3. Models Coupling Architecture

We propose a general architecture for the hydrological model coupling, in which the selected communication technique is web services and the selected flow-control technique is workflow.

The driven criteria to choose the integration and flowcontrol technique is the maintainability. In commercial software, the maintenance cost represents between 60% and 80% of the cost of the life cycle. In scientific software, the maintenance (or evolution) is even more intensive due to the constant change of the concepts and ideas during ongoing research. One of the keys for maintainability is loose coupling because it implies that modifying one component does not affect others, reducing the complexity of the software system evolution. The communication technique that better fits these criteria is the business integration (see 0 ). It could be implemented through an API or services. Usually the use of an API would be more efficient but implies that the client component requires knowing the object structure of the host component, whereas the implementation in terms of services would be more transparent although a little bit more overheads. Those services also will be web services because: 1) The models are remotely reachable through a network; 2) This is a kind of services well known and very mature; 3) This is a standard and well defined way of interoperation; 4) The models are deployed on machines capable to communicate by SOAP on http servers.

The flow-control technique that better fits the maintainability criteria is by workflow because it keeps coupling as low as possible (see 0 ). The proposed architectture supports the requirement that models do not communicate to each other in any predefined way. Each model publishes some functionalities through services that are independent from other models. Moreover, each service uses WSDL to publish the metadata that allow others to find and use them. In that way the architecture fits the SOA paradigm. Nevertheless, SOA alone is not sufficient in the hydrological model coupling. This is because the publish/subscribe protocols that are typically used in SOA would define an implicit order for the model coupling interactions. Figure 3 shows an example of a configuration in a publish/subscribe broker. It can be seen clearly from Figure 3 that Model 3 will first consume Model 1’s service before it publishes its service to Model 4. Thus, it implicitly defines the service sequence.
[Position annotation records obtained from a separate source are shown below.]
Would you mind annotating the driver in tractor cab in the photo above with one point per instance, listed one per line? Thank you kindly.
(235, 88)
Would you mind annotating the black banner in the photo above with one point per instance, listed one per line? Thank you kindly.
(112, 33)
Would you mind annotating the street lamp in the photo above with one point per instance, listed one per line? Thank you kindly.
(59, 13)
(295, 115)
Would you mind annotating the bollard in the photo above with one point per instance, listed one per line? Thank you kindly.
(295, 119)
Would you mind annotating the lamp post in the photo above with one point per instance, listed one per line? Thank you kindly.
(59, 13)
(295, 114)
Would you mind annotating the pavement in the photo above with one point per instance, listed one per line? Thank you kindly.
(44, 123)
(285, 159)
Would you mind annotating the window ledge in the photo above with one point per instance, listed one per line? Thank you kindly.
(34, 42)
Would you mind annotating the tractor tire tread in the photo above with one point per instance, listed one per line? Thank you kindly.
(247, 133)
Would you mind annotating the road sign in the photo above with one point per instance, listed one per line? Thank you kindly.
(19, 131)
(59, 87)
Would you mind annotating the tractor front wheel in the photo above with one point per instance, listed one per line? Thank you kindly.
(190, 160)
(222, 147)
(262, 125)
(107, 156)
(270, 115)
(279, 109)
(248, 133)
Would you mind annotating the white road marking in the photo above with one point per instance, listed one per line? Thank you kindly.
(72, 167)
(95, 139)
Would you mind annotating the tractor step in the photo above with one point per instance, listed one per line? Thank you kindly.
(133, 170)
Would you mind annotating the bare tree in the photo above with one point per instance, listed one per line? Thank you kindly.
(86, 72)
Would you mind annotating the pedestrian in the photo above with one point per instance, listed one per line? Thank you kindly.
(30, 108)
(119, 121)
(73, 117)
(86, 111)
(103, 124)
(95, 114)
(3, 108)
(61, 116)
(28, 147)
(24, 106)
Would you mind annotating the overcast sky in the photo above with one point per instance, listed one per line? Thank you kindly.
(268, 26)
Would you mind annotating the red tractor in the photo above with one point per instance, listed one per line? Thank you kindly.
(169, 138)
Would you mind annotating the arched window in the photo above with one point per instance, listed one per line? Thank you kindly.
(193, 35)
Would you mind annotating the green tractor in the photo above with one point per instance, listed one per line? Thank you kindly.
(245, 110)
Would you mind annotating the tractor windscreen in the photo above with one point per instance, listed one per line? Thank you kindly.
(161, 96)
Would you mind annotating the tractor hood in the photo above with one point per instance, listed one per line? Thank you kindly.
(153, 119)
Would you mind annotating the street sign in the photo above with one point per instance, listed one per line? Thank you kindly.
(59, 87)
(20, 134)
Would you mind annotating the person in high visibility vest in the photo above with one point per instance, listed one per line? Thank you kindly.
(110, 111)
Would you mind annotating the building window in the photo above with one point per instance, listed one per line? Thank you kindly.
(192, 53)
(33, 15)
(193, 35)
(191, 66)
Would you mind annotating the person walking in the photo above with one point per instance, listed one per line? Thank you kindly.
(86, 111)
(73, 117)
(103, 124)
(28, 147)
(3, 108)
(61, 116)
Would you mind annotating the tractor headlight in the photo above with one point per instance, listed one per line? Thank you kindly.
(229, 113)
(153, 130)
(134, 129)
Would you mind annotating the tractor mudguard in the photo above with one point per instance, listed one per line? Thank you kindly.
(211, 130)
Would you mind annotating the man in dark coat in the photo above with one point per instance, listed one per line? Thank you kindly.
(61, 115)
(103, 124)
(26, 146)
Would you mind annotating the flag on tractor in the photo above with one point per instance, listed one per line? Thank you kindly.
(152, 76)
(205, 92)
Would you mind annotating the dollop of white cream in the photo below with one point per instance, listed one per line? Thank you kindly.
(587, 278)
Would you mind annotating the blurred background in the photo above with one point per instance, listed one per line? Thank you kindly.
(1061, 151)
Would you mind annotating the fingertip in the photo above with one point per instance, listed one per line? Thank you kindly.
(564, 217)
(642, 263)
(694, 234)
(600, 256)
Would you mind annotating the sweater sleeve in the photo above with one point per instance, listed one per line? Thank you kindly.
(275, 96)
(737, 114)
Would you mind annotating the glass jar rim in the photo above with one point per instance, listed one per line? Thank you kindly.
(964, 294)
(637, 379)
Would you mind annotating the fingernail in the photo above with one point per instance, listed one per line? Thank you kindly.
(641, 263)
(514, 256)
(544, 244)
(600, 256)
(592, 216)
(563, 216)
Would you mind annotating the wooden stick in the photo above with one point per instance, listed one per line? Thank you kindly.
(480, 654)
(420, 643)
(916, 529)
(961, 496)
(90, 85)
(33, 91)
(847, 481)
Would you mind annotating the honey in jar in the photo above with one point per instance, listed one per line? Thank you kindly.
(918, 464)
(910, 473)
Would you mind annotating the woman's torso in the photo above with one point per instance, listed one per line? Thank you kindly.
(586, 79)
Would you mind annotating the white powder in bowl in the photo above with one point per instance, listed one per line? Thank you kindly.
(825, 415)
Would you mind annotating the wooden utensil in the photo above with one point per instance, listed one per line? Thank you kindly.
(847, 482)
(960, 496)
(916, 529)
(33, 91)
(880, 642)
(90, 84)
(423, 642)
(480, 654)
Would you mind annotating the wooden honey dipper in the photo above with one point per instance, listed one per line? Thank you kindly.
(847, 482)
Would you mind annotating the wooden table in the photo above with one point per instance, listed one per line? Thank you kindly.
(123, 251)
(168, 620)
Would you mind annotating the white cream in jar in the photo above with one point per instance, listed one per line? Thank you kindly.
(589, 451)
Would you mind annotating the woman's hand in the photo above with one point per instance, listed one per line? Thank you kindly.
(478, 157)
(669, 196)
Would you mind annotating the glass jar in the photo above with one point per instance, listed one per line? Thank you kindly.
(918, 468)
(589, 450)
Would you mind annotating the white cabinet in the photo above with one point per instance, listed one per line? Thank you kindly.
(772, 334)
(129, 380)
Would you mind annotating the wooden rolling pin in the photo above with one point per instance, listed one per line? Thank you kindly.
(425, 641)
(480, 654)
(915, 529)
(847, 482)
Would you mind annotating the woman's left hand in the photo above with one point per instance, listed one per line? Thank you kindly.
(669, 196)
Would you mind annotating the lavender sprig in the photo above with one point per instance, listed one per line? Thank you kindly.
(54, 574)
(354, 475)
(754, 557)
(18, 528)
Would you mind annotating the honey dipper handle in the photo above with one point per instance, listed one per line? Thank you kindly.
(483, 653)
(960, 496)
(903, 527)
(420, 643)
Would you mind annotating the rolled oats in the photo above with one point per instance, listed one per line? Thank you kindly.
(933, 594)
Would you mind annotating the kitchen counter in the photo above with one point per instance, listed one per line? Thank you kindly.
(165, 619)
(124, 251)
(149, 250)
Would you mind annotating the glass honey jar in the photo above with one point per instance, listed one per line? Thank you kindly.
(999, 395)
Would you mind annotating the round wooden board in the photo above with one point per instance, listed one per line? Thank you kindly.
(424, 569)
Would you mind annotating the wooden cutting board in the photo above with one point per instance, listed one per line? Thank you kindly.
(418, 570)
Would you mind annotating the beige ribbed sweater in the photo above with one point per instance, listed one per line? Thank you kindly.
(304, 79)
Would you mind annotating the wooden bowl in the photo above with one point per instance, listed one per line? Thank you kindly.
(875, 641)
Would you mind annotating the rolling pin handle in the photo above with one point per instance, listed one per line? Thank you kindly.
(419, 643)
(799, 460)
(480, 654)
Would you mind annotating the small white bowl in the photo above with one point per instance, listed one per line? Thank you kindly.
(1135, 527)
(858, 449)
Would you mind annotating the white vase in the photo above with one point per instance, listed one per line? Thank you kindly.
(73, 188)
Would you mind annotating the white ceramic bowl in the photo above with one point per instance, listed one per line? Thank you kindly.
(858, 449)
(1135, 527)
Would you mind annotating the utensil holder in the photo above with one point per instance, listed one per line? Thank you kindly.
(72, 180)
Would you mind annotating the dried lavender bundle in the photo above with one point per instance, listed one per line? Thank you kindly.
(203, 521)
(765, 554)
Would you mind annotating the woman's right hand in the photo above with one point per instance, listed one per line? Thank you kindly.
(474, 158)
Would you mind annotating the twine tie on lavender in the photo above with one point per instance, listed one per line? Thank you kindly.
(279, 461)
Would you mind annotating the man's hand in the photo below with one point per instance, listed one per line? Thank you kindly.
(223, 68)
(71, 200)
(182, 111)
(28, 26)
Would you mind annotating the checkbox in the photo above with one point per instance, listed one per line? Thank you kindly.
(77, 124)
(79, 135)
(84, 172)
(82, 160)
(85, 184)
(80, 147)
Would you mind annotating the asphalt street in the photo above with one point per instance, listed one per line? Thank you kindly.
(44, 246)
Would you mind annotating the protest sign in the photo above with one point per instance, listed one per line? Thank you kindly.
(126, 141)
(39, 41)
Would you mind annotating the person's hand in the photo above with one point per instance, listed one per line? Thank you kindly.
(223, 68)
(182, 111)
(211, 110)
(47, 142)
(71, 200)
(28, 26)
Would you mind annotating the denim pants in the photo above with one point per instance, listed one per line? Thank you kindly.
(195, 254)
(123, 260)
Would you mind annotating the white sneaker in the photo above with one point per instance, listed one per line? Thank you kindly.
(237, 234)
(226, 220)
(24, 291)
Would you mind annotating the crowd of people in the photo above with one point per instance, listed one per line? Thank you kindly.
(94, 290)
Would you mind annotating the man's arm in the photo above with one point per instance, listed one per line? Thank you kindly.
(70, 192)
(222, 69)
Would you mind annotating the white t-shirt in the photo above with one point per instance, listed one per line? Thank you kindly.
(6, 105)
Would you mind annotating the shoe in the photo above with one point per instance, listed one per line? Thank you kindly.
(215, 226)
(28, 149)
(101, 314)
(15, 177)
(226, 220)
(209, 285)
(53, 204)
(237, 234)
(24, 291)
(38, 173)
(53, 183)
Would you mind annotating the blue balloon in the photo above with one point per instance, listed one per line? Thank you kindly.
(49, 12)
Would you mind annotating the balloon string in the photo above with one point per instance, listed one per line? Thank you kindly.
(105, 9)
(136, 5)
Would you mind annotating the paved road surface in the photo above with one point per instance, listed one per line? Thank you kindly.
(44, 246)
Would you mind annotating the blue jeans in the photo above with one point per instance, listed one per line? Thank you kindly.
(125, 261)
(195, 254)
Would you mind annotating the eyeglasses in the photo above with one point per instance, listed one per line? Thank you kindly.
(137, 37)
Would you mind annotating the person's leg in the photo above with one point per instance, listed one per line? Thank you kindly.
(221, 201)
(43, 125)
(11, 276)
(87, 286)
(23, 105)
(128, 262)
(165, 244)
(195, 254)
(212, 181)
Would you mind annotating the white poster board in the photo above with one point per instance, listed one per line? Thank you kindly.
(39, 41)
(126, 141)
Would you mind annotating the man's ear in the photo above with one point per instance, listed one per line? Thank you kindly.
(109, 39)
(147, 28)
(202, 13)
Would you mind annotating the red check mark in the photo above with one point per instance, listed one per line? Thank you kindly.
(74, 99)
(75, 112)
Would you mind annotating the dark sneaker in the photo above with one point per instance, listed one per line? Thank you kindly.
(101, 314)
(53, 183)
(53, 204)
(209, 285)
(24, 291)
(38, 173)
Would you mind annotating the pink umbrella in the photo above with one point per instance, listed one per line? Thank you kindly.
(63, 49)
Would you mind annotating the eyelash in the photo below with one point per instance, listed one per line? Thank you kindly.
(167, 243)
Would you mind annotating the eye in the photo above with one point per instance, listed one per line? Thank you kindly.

However, implicit design tends to obscure operational logic and flow control among services and thus is not always adequate, especially for a complex model coupling system. For example, in Figure 3 the sequence from the subscription to the publishing of Model 3 (i.e., Arrow 2-Model 3-Arrow 3) is defined outside the flow definition. Implicit definition is insufficient and error-prone also if the problem is complex or flow-control changes permanently. Scientific workflow solves this requirement through explicit definition of the interaction flow.

The workflow component uses the functionality that is already published by the models as services.

It can be located in a separate machine, so that its performance will not be affected by individual model runs. The workflow component will have the control of the process and will be responsible for using the models as required. It is possible to use a model multiple times or establish loops with recurrent calling to models (timesteps). The models will have no direct communication. Models will only response to requests made by the workflow. The models will publish their services as web services. Our proposed architecture is illustrated in Figure 4.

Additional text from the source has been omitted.